Government’s recent announcement of a new Social Care Compliance Scheme raised more questions than answers. The lack of clarity has prompted VODG and other agencies to work together to compile a consolidated list of questions and concerns which have been shared with HMRC and other Government officials in writing.
This scheme and the lack of clarity on key issues has strengthened employers concerns that Government has failed to step in and fund the long-running sleepin crisis.
Now in the latest turn of events the leaders of charities and their trustees are receiving ultimatum letters from HMRC. There are variations to the letters but all introduce the Social Care Compliance Scheme and “invite” the organisation to join. Some demand a telephone call with the recipient on a fixed date and time. So far all of the letters received give just 30 days to decide whether to take part in the scheme.
VODG chair Steve Scown said:
“There are too many unresolved questions for providers to make an informed decision as to whether to join Government’s compliance scheme.
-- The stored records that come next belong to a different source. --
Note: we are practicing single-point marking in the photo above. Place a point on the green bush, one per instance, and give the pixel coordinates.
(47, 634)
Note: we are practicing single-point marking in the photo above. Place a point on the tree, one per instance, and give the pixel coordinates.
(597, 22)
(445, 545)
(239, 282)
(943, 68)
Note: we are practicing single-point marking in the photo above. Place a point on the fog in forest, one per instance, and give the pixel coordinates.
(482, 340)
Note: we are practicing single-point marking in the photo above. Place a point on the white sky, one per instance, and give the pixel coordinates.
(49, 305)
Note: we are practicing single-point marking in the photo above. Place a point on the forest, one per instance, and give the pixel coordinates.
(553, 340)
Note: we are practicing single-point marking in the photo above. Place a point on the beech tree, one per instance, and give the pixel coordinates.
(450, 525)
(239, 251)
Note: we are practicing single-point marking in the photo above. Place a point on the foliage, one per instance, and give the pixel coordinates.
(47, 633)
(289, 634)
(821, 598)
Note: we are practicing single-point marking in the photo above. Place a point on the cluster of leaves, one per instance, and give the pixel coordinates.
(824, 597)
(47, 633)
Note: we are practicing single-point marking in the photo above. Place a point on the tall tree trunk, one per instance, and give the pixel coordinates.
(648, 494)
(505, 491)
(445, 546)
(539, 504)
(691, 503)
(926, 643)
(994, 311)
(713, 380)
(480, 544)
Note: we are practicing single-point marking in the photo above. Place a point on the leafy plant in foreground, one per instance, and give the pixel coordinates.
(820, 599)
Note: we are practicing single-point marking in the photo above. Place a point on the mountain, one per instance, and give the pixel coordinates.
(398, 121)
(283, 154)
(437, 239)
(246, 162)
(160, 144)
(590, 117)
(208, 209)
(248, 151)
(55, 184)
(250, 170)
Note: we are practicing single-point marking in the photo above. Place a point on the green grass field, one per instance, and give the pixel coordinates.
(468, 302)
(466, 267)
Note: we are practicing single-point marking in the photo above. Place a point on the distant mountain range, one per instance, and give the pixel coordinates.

In the absence of answers, and funding to cover the back pay bill, HMRC’s approach and the timeframe they are imposing is unhelpful to a sector that is at full stretch financially.”
While the chief executive of a disability charity, who wished to remain anonymous, said:
“This appears to be a concerted and planned campaign by government to undermine the sector when a constructive not punitive approach is needed. At a time when we need more funding for social care, the sector is instead being hammered by the HRMC intent on taking away resources from the sector. As a charity working with thousands of people we are deeply concerned about the impact to services such as care and support for elderly relatives, families already struggling with disabled children and young disabled adults who may not only lose their services but the charities who have supported them over many years. The public should know that the very services who support them are being pulled apart. I am concerned and dismayed that our sector is being treated in this way.”
VODG is working with other sector bodies including Association for Real Change, Care England and Learning Disability Voices to demand that Government funds the mistaken back pay.
VODG chief executive Rhidian Hughes said:
“The unspoken cost pressures on social care employers continue to mount as Government drags on the sleep in crisis. The Treasury must find the money to remedy this situation to enable local authorities to contract with providers at a level that covers the full cost of legal requirements. The long-term chronic under-funding of social care must be reversed and we demand the Chancellor takes action in the Autumn Statement.”